Well, looks like it doesn’t... (Not that it’s the point of this research.)

------
carapace
See also "Generalized Arrows"
[https://www2.eecs.berkeley.edu/Pubs/TechRpts/2014/EECS-2014-...](https://www2.eecs.berkeley.edu/Pubs/TechRpts/2014/EECS-2014-130.html)

Abstract:

> Multi-level languages and arrows both facilitate metaprogramming, the act of
> writing a program which generates a program. The _arr_ function required of
> all arrows turns arbitrary metalanguage expressions into object language
> expressions; because of this, arrows may be used for metaprogramming only
> when the object language is a superset of the metalanguage.

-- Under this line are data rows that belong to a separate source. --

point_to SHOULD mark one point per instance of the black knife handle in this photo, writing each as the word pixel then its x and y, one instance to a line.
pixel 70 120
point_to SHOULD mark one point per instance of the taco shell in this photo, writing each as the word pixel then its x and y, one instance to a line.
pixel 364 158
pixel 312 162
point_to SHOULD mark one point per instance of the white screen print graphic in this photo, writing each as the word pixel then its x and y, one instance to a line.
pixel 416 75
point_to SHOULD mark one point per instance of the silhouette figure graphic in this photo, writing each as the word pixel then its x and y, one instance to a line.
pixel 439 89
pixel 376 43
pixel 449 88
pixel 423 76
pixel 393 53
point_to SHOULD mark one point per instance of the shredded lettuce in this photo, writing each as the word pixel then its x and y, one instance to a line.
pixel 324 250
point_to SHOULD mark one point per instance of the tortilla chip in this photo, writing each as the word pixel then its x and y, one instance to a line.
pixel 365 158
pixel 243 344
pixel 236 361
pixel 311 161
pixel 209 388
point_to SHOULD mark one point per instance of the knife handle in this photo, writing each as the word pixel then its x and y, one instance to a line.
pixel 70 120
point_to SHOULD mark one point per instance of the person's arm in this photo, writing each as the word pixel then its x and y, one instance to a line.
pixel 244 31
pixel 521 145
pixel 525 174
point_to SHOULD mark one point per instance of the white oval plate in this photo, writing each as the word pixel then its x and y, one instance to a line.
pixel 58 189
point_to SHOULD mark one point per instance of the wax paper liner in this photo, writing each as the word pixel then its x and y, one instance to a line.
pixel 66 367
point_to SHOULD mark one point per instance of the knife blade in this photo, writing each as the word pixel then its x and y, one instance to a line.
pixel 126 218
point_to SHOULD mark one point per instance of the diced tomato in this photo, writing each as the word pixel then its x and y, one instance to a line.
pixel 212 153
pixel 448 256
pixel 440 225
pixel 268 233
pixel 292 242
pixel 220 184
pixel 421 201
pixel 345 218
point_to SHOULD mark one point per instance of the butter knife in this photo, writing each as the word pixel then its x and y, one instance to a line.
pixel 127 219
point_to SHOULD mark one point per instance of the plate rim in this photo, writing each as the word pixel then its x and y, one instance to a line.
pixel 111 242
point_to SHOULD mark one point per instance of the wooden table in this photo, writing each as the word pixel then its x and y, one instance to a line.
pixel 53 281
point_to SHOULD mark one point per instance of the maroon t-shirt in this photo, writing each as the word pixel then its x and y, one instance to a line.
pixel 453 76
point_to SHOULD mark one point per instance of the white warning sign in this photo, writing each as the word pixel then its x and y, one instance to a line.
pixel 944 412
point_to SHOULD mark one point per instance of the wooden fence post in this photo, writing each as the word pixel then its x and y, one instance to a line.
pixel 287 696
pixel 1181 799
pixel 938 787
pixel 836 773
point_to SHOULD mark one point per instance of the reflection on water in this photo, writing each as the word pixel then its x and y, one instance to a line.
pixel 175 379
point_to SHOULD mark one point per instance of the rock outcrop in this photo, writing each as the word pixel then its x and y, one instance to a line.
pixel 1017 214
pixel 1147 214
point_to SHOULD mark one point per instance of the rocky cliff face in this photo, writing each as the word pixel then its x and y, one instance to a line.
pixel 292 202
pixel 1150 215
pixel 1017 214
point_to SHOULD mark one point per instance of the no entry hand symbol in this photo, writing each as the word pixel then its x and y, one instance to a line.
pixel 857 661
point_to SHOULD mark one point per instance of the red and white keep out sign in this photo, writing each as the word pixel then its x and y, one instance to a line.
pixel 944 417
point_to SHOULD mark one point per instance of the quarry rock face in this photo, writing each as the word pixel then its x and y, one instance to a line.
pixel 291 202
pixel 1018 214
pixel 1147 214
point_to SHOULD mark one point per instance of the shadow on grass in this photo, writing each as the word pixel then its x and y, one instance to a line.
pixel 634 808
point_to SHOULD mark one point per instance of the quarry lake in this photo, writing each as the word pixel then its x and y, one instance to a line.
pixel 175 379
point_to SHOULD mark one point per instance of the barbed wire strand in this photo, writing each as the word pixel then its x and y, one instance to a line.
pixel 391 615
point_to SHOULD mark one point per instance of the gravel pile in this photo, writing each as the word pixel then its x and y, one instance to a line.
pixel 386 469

> This thesis introduces _generalized arrows_ , which are less restrictive
> than arrows in that they impose no containment relationship between the
> object language and metalanguage; this allows generalized arrows to be used
> for _heterogeneous_ metaprogramming. This thesis also establishes a
> correspondence between two-level programs and one-level programs which take
> a generalized arrow instance as a distinguished parameter. A translation
> across this correspondence is possible, and is called a _flattening
> transformation_.

> The flattening translation is not specific to any particular object
> language; this means that it needs to be implemented only once for a given
> metalanguage compiler. Support for various object languages can then be
> added by implementing instances of the generalized arrow type class; this
> does not require knowledge of compiler internals. Because of the flattening
> transformation the users of these object languages are able to program using
> convenient multi-level types and syntax; the conversion to one-level terms
> manipulating generalized arrow instances is handled by the flattening
> transformation.

> A modified version of the Glasgow Haskell Compiler (GHC) with multi-level
> types and expressions has been produced as a proof of concept. The Haskell
> extraction of the Coq formalization in this thesis have been compiled into
> this modified GHC as a new flattening pass.